Setting Up Your MIG Welding Equipment- The Steps and Guide
Make sure the welder has enough gas within. Also, you need to make sure that the welding wire has been threaded properly. All safety equipment and components of the machine must be included and accounted for.
Step 1: How to Set the Gas Flow in Your MIG Welder
Your first step is to move your fume extractor over to the welding region. Turn this machine on and it will detect fumes for extraction automatically. Simply attach the ground clamp which can attach to any metal surface to secure your machine to the ground. You may need a setup table for MIG welding to complete this step.
Make sure the adjustment screw has been loosened. You will find the adjusting screw labeled on the gas cylinder. Once the screw is loose, open the cylinder with a handwheel, making sure your hand is holding to the wheel and not on top. This will help prevent accidents if components are released with high pressure.
Once you open the handwheel, the pressure gauge value will return to zero. The maximum pressure on the gauge is 2500 PSI, I was able to discover that you will need a little over 1000 PSI pressure to weld metals efficiently.
Once the pressure is set your next step is to turn on the adjusting screw. Turn the adjusting screw in a clockwise motion until that pointing needle located on the gauge reaches 10 to 15 CHF. With the completion of the first few steps, you can proceed to choose your welding settings.
Step 2: Determine and Set Your Welding Settings
There is no need to panic about setting your welding, simply check the panel located at the side of your welding unit for details. The panel will help you determine the right voltage and wire speed. For the basic welding setup, the wire size is 0.035 inches. It is also important to check the gas composition on the cylinder which in most cases is 75% Argon, and 25% CO2.
You will need to determine the thickness of the material you are about to weld. Once you know the thickness of the metal you want to weld, simply find corresponding voltage and wire speed on the panel of the welding unit.
Now that you have set the parameters, your next step is to turn on the welder. Do this by turning the switch circle which is the black lever that goes up and down. For the simple welding unit, the slowest speed for the wire you can choose is 50. This means the wire will be fed once you pull the gun.
I will recommend that you adjust the wire speed and voltage accordingly according to the chat on the panel on the side of the unit.
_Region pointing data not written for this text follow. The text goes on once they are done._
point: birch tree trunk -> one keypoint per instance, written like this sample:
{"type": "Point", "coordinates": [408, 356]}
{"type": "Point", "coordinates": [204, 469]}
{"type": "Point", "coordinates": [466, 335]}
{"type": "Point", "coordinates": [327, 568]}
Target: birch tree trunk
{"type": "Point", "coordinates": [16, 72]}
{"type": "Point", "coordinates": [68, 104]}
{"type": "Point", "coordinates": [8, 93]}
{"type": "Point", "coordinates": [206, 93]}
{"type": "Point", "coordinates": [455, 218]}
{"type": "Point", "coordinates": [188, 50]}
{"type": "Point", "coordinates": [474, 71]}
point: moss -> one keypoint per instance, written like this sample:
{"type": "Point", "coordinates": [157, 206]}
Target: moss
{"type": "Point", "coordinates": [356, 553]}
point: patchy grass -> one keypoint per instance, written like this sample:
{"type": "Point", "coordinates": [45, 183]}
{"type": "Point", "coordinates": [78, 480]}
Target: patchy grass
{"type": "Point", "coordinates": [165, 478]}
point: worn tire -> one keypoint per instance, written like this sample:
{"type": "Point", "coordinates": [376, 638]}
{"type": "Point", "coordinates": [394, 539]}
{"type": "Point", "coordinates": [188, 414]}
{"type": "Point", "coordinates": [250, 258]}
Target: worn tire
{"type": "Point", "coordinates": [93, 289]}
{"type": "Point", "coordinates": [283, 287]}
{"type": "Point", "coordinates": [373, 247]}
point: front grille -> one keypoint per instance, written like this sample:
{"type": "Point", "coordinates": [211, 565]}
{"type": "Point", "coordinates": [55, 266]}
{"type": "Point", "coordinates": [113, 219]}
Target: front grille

If for instance, the metal you want to weld is 18ga, you may require 120V and 16 for the voltage and wire speed, respectively.
Pay attention to the welding torch and ensure that it has an appropriate wire amount. If the wire is excessively long, simply clip it to the right length.
Step 3: Complete Your Welding and Unpack the Welding Unit
Now that you are done with the setting, simply weld your metal works. Once completed, turn the wire speed up to it’s lowest setting which in most cases is 50.
Close the valve of the gas cylinder by using the handwheel. Make sure you close enough until the handwheel becomes tight. It is also important that you bleed the welding unit’s regulator. Do this by depressing the gun’s trigger until the CHF level has dropped to its lowest.
The next step is to unscrew the welding unit’s adjusting screw. Continue to unscrew the adjusting screw until it loosens completely. Turn off the welding unit with the ON/OFF switch. Once the unit is turned off, simply detach the ground clamp from the welding table. The last step to take is to ensure that the wires are neatly coiled and put in place.
Now that you have successfully put your MIG welding units together, you should begin your welding works immediately. One of the versatility features of this method of welding is that you can always make adjustments to the speed, voltage, or wire length while you weld, without compromising your safety.
When properly installed, you can conveniently and continuously feed the wire used for welding to improve the speed alongside the quality of welding. With constant practice, you will discover how quickly your overall control of welding operations improve. For safety reasons, you should increase the voltage and speed for your welding works slowly. Most Welding works can be completed with low to moderate gas pressure.